Search code examples
pythonkerasdata-sciencelstmtf.keras

Keras continuous training with DB


I am new to Keras and still looking for ways for continuous training the model. Since my dataset is very large to store in memory, I am supposed to store in a DB (NoSql DB- MongoDb or HBase) and train records as batch wise. My model LSTM - multi input & outputs. How my current trainings and prediction are as following.

model = Sequential()
model.add(LSTM(64, input_shape=in_dim, activation="relu"))
model.add(Dense(out_dim))
model.compile(loss="mse", optimizer="adam")
model.summary()

model.fit(xtrain, ytrain, epochs=100, batch_size=12, verbose=0)    
ypred = model.predict(xtest)

However, still I am looking for very clear and simple samples that shows how to feed batch wise records pulled from DB to train the model.


Solution

  • If your dataset is very large and cannot be stored in memory, then write a generator which generated a batch of data at a time. You can then use fit_generator to train on the generator output.
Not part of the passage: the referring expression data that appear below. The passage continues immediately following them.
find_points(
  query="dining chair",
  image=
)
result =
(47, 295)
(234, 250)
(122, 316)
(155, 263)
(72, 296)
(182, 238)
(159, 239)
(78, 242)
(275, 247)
If you can code the generator in a way it can be pickled then you can use use_multiprocessing feature of the fit_generator to run the generator on multiple processes and keep multiple batch ready which significantly reduces the disk I/O wait time.

    Sample code

    import keras
    import numpy as np
    
    # Dummy database class
    class DB:
      def get_total_records_count(self):
        return 1e6
      
      def read_records_at(self, ids):
        X = np.random.randn(len(ids), 50)
        y = np.random.randint(0, 5, len(ids))
        return X, y
    
    # Generator which generate a batch at a time
    class DataGenerator(keras.utils.Sequence):
      def __init__(self, db, batch_size=32):
        self.db = db
        self.n = self.db.get_total_records_count()
        self.idx = np.arange(self.n)
        self.batch_size = batch_size
    
      def __len__(self):
        return int(np.floor(self.n / self.batch_size))
    
      # Generate a batch of (X, y)
      def __getitem__(self, index):
        idxs = self.idx[index*self.batch_size:(index+1)*self.batch_size]
        return self.db.read_records_at(idxs)
    
    model = keras.models.Sequential()
    model.add(keras.layers.Dense(5, input_dim=(50)))
    model.compile(optimizer='sgd', loss='sparse_categorical_crossentropy')
    
    df = DataGenerator(DB(), 4)
    model.fit_generator(df)
    

    Output

    Epoch 1/1
    250000/250000 [==============================] - 380s 2ms/step - loss: 7.1443
    <keras.callbacks.callbacks.History at 0x7fa3ff150048>